The team around Prof Rejko Krüger from the Luxembourg Centre for Systems Biomedicine of the University of Luxembourg have published a review paper on the classification of advanced Parkinson’s disease. Neurologists and physicians distinguish juvenile PD (develops until 20 years of age), early PD (until 40 years) and normal PD (after 40 years of age). However, disease stages can also be classified regarding motor and non-motor symptoms, disease severity or even neuropathological alterations.
Despite all these classifications, the diagnosis of advanced PD (advPD), disease form in which the symptom patterns become not only more complex, but also more individualized, remains uncertain. Indeed, previous concepts that define advPD by certain milestones of motor disability apparently fall short in addressing the increasingly recognized complexity of motor and non-motor symptoms and do not allow accounting for the individual symptom patterns of each patient. In addition, it is very complicated to differentiate advPD from atypical parkinsonism (AP) with the actual clinical diagnosis, as they share a majority of characteristics, but require different care and medication approaches.
In order to offer better care to patients in the progression of their disease, researchers have recently investigated all the existent types of Parkinson’s disease classifications used to establish a diagnosis, as well as a suitable therapy, and have then discussed their efficiency. So far, there is no test available that possesses sufficient sensitivity and specificity for the accurate clinical diagnostic differentiation between advPD and AP, when it is used exclusively as an isolated procedure. Indeed, the non-motor symptoms, the patient’s quality of life, psychological burden and stigma have to be taken into account, as recent studies, based on clinical trials, point out their importance in the progression of the PD.
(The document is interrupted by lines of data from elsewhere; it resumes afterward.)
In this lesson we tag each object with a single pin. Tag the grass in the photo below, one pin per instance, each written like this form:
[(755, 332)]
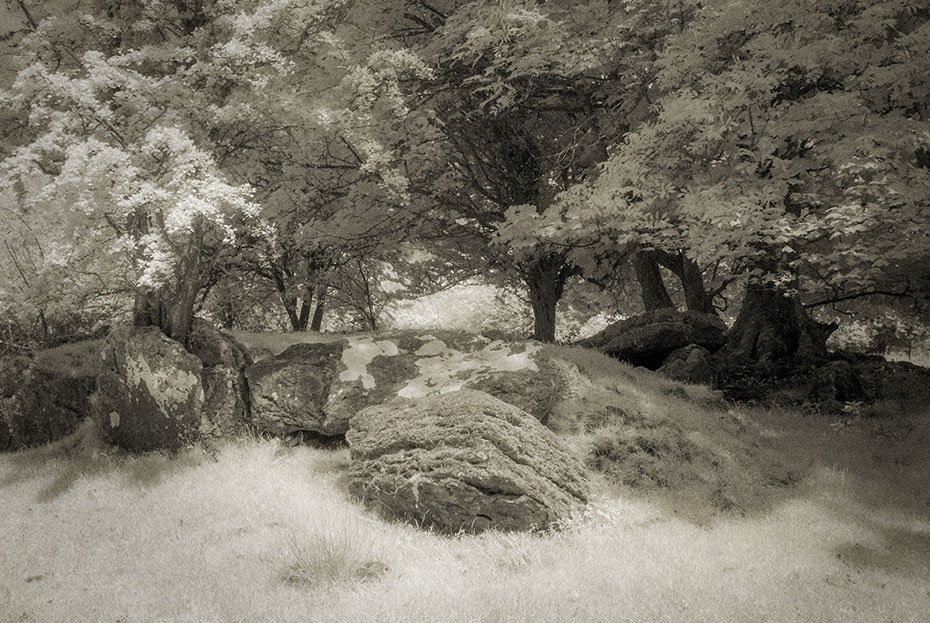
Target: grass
[(823, 523)]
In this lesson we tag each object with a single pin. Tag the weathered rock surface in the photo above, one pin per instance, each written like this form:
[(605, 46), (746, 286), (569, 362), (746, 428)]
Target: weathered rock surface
[(463, 461), (648, 339), (226, 393), (149, 393), (41, 403), (690, 364), (288, 392), (318, 387)]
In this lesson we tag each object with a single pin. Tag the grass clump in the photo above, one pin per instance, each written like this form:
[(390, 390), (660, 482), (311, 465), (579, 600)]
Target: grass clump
[(330, 553)]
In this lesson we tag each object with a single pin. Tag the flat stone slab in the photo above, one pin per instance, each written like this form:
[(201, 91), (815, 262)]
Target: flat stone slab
[(319, 386)]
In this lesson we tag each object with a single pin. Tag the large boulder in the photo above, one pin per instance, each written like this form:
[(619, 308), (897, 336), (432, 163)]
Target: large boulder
[(835, 381), (463, 460), (648, 339), (42, 399), (318, 387), (690, 364), (226, 392), (149, 393), (289, 392)]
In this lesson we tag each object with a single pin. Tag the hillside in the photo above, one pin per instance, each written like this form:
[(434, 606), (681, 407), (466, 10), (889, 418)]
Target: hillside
[(704, 511)]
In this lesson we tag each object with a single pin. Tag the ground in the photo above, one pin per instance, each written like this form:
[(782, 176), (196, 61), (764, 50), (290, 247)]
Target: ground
[(706, 511)]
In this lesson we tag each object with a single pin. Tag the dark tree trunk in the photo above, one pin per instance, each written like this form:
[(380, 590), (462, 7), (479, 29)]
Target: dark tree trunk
[(692, 280), (317, 321), (773, 329), (651, 285), (545, 277), (173, 313)]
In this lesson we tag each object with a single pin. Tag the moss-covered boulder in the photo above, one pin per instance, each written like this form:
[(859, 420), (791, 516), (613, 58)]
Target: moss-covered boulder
[(41, 402), (149, 392), (318, 387), (289, 392), (690, 364), (463, 461), (226, 393)]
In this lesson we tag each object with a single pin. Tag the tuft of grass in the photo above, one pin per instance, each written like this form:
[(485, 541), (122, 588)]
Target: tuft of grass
[(331, 552)]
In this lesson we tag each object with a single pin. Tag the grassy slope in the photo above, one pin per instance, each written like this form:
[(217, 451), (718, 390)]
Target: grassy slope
[(705, 513)]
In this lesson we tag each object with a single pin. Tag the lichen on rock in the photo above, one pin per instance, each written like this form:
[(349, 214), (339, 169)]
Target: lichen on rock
[(463, 461)]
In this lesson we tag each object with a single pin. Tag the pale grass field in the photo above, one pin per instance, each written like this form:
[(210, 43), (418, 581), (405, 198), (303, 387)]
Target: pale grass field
[(264, 532)]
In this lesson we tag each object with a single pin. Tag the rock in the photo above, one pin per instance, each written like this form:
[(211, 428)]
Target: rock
[(226, 393), (214, 348), (40, 403), (836, 381), (463, 460), (690, 364), (288, 392), (150, 393), (318, 387), (647, 339)]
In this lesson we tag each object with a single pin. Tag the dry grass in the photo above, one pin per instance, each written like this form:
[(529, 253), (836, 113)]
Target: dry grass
[(266, 532)]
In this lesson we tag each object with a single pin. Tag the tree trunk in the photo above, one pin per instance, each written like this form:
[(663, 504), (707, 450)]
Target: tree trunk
[(773, 329), (692, 280), (545, 277), (651, 285), (173, 313), (317, 321)]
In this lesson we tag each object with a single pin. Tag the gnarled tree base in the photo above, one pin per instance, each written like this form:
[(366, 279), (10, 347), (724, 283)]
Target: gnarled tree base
[(774, 331)]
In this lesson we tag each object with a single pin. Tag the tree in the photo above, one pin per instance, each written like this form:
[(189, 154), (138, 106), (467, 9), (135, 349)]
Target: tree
[(526, 97), (786, 150)]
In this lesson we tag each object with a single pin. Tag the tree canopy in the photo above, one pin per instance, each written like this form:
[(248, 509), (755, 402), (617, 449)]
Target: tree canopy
[(167, 150)]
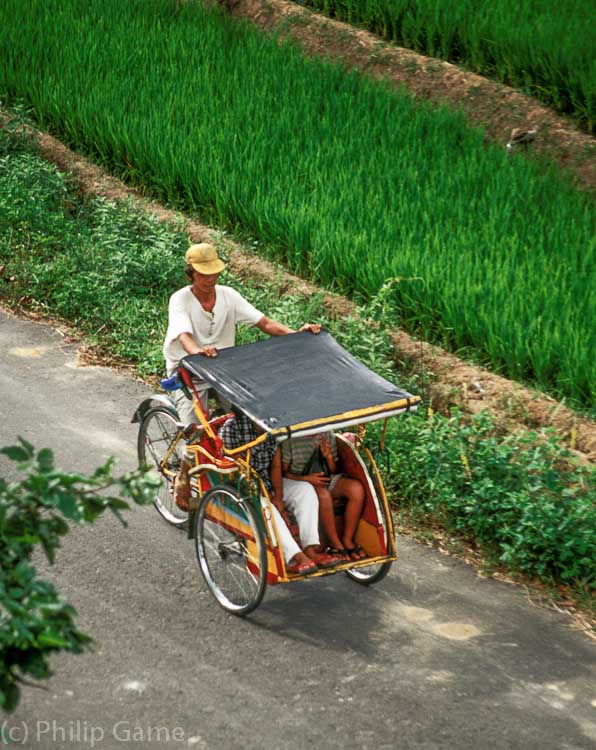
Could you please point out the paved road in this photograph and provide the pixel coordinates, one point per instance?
(433, 657)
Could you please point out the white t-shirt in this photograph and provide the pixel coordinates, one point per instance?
(217, 328)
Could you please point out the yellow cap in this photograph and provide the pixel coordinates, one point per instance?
(204, 259)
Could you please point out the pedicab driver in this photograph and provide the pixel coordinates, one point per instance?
(203, 316)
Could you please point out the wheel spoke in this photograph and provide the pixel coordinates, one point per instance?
(157, 434)
(226, 535)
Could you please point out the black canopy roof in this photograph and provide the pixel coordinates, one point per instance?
(299, 384)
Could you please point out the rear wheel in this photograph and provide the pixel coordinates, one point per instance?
(369, 574)
(231, 550)
(157, 434)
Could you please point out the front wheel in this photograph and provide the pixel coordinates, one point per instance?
(369, 574)
(160, 445)
(231, 550)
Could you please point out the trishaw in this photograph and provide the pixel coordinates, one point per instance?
(289, 386)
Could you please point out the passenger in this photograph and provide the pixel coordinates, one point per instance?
(301, 500)
(313, 460)
(203, 316)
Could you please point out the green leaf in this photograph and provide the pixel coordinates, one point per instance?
(45, 459)
(69, 506)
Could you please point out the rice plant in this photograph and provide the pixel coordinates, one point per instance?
(346, 179)
(546, 48)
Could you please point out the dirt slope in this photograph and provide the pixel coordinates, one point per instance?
(453, 380)
(496, 107)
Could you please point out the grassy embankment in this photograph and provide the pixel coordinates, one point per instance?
(109, 269)
(345, 179)
(545, 48)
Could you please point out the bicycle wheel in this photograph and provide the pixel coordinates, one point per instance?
(157, 433)
(369, 574)
(231, 550)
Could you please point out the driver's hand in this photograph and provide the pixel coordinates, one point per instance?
(312, 327)
(208, 351)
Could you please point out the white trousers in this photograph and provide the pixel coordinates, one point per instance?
(289, 547)
(301, 499)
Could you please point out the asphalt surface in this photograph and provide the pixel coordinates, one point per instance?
(432, 657)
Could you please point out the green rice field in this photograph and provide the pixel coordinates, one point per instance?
(546, 48)
(346, 180)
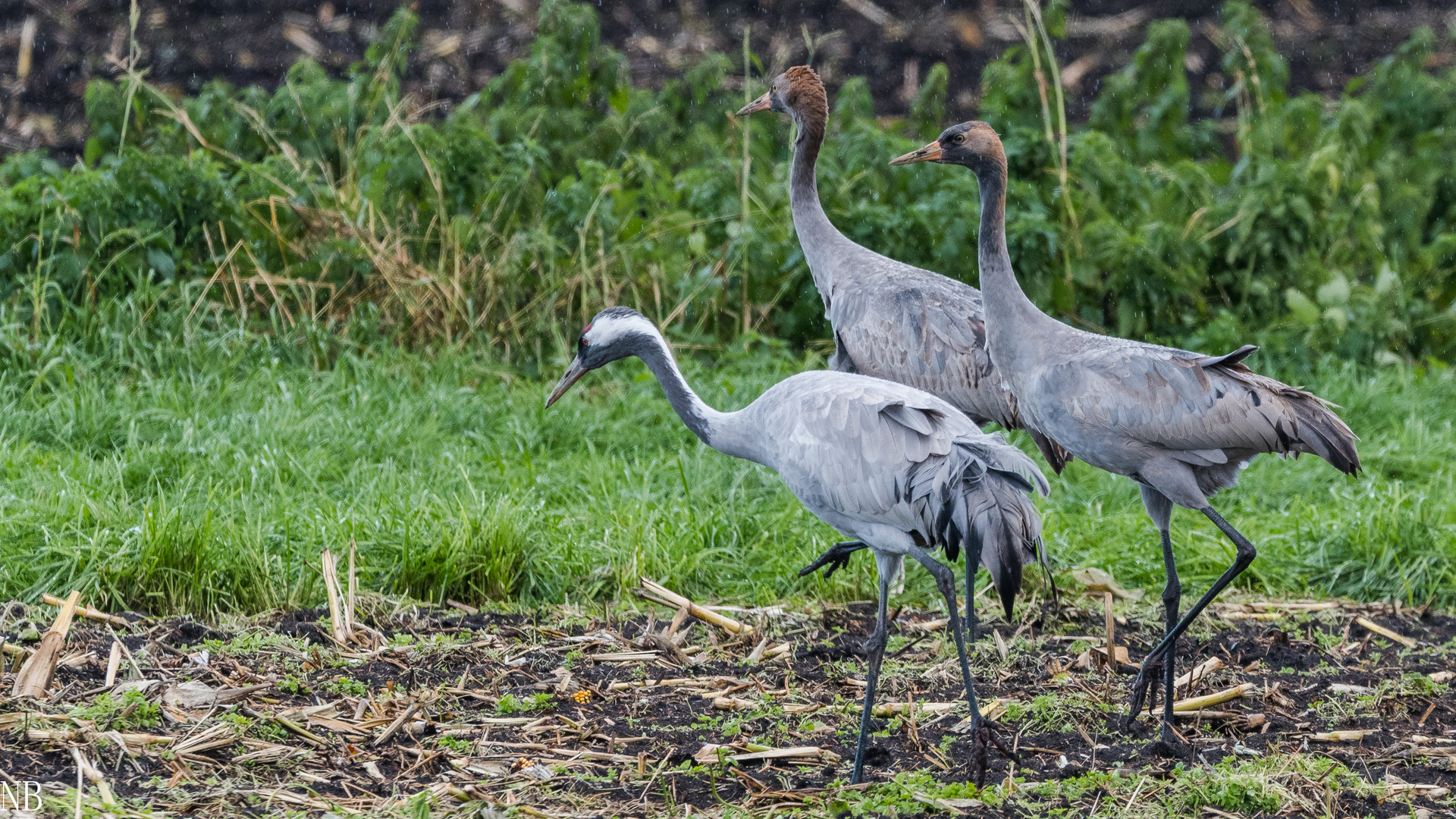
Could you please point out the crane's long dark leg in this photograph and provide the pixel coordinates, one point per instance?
(982, 729)
(973, 563)
(1172, 596)
(889, 566)
(1242, 557)
(836, 557)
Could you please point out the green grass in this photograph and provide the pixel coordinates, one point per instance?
(204, 474)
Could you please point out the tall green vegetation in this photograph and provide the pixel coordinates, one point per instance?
(1289, 221)
(256, 324)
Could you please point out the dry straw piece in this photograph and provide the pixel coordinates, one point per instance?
(36, 672)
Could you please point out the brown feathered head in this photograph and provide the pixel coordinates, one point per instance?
(973, 145)
(797, 91)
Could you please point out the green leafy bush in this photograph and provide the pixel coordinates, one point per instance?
(1294, 222)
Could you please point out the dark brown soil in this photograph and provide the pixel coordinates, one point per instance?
(465, 42)
(497, 684)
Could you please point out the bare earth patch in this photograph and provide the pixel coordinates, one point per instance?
(564, 711)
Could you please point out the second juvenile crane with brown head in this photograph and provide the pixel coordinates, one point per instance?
(1178, 423)
(892, 319)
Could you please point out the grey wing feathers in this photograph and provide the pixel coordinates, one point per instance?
(880, 452)
(922, 330)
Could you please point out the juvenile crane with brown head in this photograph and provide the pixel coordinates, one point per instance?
(892, 319)
(1178, 423)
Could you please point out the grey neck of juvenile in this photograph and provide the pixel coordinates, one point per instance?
(813, 226)
(718, 430)
(1005, 300)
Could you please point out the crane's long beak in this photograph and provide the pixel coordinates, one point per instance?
(762, 104)
(928, 153)
(574, 373)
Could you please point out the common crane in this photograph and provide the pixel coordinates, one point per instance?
(883, 463)
(1178, 423)
(890, 319)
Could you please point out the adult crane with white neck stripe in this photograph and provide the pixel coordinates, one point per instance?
(1178, 423)
(892, 319)
(896, 468)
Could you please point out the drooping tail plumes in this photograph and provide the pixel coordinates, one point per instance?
(990, 506)
(1323, 433)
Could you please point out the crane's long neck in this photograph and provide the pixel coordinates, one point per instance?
(817, 235)
(724, 431)
(1008, 309)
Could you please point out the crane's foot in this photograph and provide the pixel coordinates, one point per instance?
(836, 557)
(983, 738)
(1145, 689)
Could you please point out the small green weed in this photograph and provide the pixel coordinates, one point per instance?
(347, 687)
(511, 704)
(127, 711)
(294, 686)
(453, 744)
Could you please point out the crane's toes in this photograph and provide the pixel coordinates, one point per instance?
(836, 557)
(1145, 689)
(984, 738)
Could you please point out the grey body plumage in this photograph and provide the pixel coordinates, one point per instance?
(1178, 423)
(887, 464)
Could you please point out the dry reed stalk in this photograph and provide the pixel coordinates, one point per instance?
(36, 672)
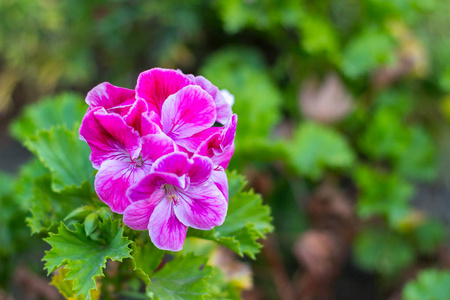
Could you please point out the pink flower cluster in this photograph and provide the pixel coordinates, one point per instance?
(160, 158)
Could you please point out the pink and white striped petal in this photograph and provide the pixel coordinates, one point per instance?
(156, 85)
(113, 180)
(137, 214)
(108, 96)
(109, 137)
(187, 112)
(201, 207)
(164, 228)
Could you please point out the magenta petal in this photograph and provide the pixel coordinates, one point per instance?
(187, 112)
(155, 146)
(176, 163)
(137, 214)
(109, 137)
(220, 147)
(166, 232)
(223, 109)
(201, 207)
(134, 116)
(193, 142)
(114, 179)
(151, 186)
(150, 123)
(229, 132)
(200, 170)
(219, 177)
(156, 85)
(107, 95)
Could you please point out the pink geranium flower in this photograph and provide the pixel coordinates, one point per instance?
(160, 159)
(156, 85)
(177, 194)
(120, 155)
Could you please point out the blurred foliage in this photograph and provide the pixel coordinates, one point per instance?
(391, 58)
(430, 285)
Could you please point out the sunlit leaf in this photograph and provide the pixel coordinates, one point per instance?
(182, 278)
(247, 221)
(84, 257)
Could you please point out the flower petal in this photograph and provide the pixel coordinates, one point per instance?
(137, 214)
(200, 170)
(134, 116)
(166, 232)
(152, 185)
(156, 85)
(177, 163)
(114, 179)
(150, 123)
(193, 142)
(220, 147)
(187, 112)
(155, 146)
(109, 137)
(223, 108)
(108, 96)
(201, 207)
(219, 177)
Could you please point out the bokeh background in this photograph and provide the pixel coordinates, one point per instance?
(344, 110)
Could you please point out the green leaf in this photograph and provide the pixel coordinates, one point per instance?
(382, 194)
(430, 285)
(64, 155)
(65, 287)
(64, 109)
(383, 251)
(368, 50)
(429, 235)
(319, 37)
(90, 223)
(24, 187)
(247, 221)
(146, 258)
(316, 147)
(257, 97)
(48, 208)
(84, 257)
(182, 278)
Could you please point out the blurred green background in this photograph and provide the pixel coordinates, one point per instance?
(343, 127)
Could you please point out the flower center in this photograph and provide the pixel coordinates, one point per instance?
(139, 162)
(171, 195)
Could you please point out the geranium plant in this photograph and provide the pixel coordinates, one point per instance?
(151, 188)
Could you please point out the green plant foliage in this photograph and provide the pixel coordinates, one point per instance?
(146, 258)
(429, 235)
(61, 151)
(257, 97)
(84, 257)
(383, 251)
(382, 194)
(48, 208)
(316, 147)
(10, 216)
(247, 221)
(370, 49)
(65, 286)
(319, 37)
(64, 109)
(185, 277)
(430, 285)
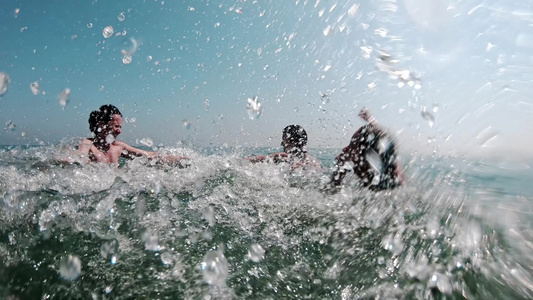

Therefore, the scientists underline the need to implement new complementary approaches to the classical clinical trials in order to characterize the broad-scaled, continuous and multidimensional spectrum of disease-related motor and non-motor symptoms and their progression under real-life conditions. One suggestion would be the deep phenotyping approaches that represent precise researches on all the characteristics of the disease for an individual at different scales. It could focus on genetics technologies (e.g. identify gene profiles that could be implicated), device-based assessment (e.g. smartphone app used by the patient to inform about their symptom patterns in real-life scenarios) and, biological mechanisms. Thus, personalised approaches from clinical trials to individual patient’s response to therapy appear to be the key word, but to succeed in this new trial designs, patient’s help is needed.